From Iran to Iceland, the common markers for flu mortality were environments associated with crowding or poverty. Taken together, the findings presented here from history, public health, military medicine, veterinary science, molecular genetics, virology, immunology, and epidemiology are consistent with a virus that was immunologically similar throughout the World War I pandemic, but varied intensely in virulence in response to war-related environmental factors such as industrial-scale, prolonged, extreme overcrowding.
Interestingly, Dr. Anthony Fauci was aware of all this for many years prior to the COVID-19 vaccine debacle that he championed, as evidenced by the following article:
David M Morens, Jeffery K Taubenberger, Anthony S Fauci (2008). Predominant Role of Bacterial Pneumonia as a Cause of Death in Pandemic Influenza: Implications for Pandemic Influenza Preparedness, The Journal of Infectious Diseases, 198(7):962–970.
The extreme reaction to COVID-19 and the resulting single-minded rush to create a vaccine were fueled by unjustified fear of a relatively-unremarkable coronavirus, which faulty, misguided analysis erroneously projected would cause an event similar to the 1918-influenza pandemic.

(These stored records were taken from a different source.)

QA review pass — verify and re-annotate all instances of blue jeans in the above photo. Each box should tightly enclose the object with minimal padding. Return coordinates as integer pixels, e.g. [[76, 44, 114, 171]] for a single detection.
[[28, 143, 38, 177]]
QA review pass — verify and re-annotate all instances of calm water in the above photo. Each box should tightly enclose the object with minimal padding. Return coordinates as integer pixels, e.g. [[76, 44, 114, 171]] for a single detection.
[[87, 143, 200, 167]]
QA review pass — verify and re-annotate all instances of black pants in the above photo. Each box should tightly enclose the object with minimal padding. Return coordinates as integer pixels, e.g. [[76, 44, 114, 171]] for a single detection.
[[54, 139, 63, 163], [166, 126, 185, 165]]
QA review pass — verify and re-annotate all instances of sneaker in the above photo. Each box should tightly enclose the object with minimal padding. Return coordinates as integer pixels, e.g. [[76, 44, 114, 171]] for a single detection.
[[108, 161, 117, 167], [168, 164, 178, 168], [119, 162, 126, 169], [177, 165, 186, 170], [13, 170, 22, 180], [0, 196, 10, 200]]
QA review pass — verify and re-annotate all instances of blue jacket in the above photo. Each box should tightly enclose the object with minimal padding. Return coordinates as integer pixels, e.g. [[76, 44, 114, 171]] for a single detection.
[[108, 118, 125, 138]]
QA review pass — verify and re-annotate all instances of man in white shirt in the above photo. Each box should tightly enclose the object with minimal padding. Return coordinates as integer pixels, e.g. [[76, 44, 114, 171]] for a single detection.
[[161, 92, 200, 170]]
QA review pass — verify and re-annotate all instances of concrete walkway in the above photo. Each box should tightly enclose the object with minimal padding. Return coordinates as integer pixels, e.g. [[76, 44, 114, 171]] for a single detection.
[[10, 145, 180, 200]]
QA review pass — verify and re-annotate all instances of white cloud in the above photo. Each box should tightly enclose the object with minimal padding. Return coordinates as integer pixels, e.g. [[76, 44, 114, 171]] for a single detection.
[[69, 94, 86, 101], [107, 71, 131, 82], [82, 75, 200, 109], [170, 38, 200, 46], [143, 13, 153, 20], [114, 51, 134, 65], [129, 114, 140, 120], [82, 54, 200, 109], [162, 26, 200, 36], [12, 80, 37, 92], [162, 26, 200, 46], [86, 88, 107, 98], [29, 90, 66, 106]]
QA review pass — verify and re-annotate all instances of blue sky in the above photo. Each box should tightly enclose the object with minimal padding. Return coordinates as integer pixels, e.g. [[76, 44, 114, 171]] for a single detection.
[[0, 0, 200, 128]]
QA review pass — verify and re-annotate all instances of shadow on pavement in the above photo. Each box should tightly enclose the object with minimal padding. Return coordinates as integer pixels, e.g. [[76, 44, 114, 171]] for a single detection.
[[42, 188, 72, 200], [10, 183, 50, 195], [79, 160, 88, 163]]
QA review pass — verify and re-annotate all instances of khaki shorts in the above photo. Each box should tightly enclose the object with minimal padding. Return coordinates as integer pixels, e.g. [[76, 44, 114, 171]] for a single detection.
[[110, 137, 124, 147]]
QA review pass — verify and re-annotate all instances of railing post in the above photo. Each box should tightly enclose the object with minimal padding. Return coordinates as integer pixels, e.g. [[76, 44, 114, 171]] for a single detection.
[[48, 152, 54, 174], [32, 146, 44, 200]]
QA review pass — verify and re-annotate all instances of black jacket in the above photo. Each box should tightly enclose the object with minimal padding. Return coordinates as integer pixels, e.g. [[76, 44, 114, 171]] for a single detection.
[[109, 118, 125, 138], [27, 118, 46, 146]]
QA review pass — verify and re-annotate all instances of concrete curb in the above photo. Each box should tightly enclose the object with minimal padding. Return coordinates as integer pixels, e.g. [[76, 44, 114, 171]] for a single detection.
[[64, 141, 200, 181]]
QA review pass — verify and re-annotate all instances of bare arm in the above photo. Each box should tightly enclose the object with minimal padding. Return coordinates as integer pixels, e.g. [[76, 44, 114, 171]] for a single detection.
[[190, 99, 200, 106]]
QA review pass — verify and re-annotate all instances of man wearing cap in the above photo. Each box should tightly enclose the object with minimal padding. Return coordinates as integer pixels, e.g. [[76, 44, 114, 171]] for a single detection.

Comparing the present time to 1918 carelessly overlooks critically-important facts. 1918 simply was a different time from the current era (2024 and beyond). We know more about disease than we did back then. Antibiotics exist. Doctors are better today. Many experts not captured by the pharmaceutical industry also understand the dangers of single-minded approaches to public health, strongly tied to financial gains by drug developers. Consequently, promoting the fear of a naturally-mutating bird flu virus as the next "big one" (i.e., catastrophic pandemic) is nothing less than a further exercise of disease mongering.